Il faisait beau ce soir d’été sur les hauteurs du port de Naxos.
Tiens, un concert de guitare classique programmé dans la cour de ce magnifique palais! Et il reste des places. Pourquoi ne pas se laisser tenter? D’autant qu’avant l’ouverture de la salle, il est possible de boire un verre sur la grande terrasse qui domine le port. Dans un coin, le musicien y répète les œuvres au programme sous le regard attentif d’un garçon qui s’apprête, peut-être, à assister à son premier concert classique. Qui sait?

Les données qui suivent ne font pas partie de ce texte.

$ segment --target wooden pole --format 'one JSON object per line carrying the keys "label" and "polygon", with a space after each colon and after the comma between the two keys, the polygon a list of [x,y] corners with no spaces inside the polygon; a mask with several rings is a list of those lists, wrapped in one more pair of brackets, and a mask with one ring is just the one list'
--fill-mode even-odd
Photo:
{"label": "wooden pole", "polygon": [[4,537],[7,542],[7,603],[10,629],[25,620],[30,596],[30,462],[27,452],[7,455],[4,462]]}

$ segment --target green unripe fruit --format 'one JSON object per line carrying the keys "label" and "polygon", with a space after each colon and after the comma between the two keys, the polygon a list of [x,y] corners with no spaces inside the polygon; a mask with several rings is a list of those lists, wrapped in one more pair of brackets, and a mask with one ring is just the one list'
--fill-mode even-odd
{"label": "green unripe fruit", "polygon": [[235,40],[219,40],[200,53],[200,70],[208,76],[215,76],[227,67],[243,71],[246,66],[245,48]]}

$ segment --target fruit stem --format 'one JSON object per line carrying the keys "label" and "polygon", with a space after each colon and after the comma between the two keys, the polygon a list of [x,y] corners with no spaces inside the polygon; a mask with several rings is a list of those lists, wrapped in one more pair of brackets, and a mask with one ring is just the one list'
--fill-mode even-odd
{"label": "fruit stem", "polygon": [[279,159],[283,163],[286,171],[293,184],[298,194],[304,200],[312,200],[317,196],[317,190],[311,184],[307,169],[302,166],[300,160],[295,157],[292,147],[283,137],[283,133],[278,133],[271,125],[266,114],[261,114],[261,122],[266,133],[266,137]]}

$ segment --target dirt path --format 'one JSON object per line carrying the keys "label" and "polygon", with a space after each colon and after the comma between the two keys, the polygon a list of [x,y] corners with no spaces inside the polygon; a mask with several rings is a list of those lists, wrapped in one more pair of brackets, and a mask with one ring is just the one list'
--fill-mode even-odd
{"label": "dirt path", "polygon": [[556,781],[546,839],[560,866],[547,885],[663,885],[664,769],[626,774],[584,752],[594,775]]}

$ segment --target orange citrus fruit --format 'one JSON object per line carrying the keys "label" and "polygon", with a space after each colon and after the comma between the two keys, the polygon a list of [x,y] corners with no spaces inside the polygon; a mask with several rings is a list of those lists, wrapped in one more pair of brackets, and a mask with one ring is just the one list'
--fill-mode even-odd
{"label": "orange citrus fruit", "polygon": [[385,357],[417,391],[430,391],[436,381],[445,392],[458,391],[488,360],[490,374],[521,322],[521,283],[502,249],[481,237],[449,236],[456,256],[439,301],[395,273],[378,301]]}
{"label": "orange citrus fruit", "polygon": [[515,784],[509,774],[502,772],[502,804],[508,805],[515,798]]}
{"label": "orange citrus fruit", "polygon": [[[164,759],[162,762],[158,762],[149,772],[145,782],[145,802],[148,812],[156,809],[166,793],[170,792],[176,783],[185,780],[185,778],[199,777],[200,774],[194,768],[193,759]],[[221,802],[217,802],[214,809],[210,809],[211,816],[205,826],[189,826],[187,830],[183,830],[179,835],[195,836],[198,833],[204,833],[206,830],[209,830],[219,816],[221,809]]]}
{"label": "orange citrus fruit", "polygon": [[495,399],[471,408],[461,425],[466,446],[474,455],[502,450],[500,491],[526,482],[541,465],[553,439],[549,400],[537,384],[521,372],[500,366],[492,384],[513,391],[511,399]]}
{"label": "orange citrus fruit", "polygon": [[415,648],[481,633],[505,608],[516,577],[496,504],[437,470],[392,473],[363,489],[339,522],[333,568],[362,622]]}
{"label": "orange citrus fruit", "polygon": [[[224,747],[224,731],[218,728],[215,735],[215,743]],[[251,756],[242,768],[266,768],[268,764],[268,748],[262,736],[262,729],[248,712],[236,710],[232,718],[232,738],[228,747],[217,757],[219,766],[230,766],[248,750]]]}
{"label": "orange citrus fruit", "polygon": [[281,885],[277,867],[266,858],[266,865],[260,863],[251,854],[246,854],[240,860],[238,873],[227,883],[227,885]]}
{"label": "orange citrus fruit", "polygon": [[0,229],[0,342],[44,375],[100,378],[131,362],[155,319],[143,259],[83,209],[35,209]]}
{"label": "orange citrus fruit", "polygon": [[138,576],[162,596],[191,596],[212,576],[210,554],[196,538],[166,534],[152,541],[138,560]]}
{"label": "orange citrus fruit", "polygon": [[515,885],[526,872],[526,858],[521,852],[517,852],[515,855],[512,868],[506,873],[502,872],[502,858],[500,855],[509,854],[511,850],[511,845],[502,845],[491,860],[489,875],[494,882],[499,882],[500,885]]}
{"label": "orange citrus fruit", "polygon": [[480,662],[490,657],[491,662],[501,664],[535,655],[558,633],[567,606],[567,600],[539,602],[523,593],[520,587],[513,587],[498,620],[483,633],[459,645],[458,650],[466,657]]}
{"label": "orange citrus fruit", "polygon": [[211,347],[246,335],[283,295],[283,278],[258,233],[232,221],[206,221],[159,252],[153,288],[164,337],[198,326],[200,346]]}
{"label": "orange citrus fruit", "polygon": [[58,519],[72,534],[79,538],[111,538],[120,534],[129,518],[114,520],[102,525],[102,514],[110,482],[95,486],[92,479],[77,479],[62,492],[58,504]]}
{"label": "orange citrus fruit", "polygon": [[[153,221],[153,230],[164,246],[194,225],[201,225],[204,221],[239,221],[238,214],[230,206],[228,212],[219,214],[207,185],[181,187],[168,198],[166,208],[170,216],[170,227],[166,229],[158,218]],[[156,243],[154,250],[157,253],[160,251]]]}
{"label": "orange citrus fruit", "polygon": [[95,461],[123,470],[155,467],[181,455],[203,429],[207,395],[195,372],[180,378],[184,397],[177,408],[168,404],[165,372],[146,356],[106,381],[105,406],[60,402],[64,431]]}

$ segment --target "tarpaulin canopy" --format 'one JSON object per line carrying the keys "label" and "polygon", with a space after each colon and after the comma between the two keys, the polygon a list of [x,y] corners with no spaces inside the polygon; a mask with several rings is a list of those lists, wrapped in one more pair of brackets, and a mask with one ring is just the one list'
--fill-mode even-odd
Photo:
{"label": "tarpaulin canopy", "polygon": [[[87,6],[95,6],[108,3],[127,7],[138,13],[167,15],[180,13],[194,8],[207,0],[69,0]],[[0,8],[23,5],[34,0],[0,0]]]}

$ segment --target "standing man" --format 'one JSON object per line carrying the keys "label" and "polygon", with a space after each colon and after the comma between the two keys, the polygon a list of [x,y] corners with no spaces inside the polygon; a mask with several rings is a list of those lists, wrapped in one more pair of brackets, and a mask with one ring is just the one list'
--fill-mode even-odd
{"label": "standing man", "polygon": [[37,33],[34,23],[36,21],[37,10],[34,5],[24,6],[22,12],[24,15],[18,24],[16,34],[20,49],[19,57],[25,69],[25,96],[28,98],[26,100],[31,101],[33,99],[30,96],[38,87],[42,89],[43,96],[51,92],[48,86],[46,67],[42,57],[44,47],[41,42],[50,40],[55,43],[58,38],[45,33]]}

Approchons-nous sans bruit. L’enfant semble sur le point de poser une question. Sûrement naïve la question, sûrement désarmante comme le sont les questions enfantines, mais souvent si charmantes!
– Monsieur, par hasard sauriez-vous jouer à la guitare la chaconne en ré mineur BWV 1004 de Jean-Sébastien Bach?
– ? Euh, non, elle ne fait pas partie de mon répertoire, répond l’instrumentiste, légèrement interloqué.
– Alors peut-être le prélude en do majeur BWV 846?
– Pas non plus.
– Vous devriez essayer. Figurez-vous que je les joue moi-même au piano.
– Ah, très bien…
– À propos, connaissez-vous Charles-Valentin Alkan?
– Non, je n’ai pas cet honneur. Qui est-ce?
– Un pianiste et compositeur français…
– … mort écrasé sous sa bibliothèque, m’empressé-je d’ajouter pour faire l’intéressant… et l’étalage de mes connaissances.
– On raconte souvent cet épisode, mais savez-vous, monsieur, qu’il est très controversé, rétorque le garçon en se tournant vers moi. Ainsi, vous connaissez Alkan? Vous savez que c’est tout à fait curieux. Vous faites donc partie des rares Français qui en ont entendu parler. J’étudie actuellement sa grande sonate dite “des Quatre Âges de la Vie”.
Devinant ma surprise, un adulte qui avait rejoint notre groupe et qui pouvait bien être le père de l’intéressant pianiste en herbe ajouta sur un ton où l’on sentait un peu de lassitude:
– Il faut s’y faire, c’est un peu fatigant, mais il est toujours comme ça!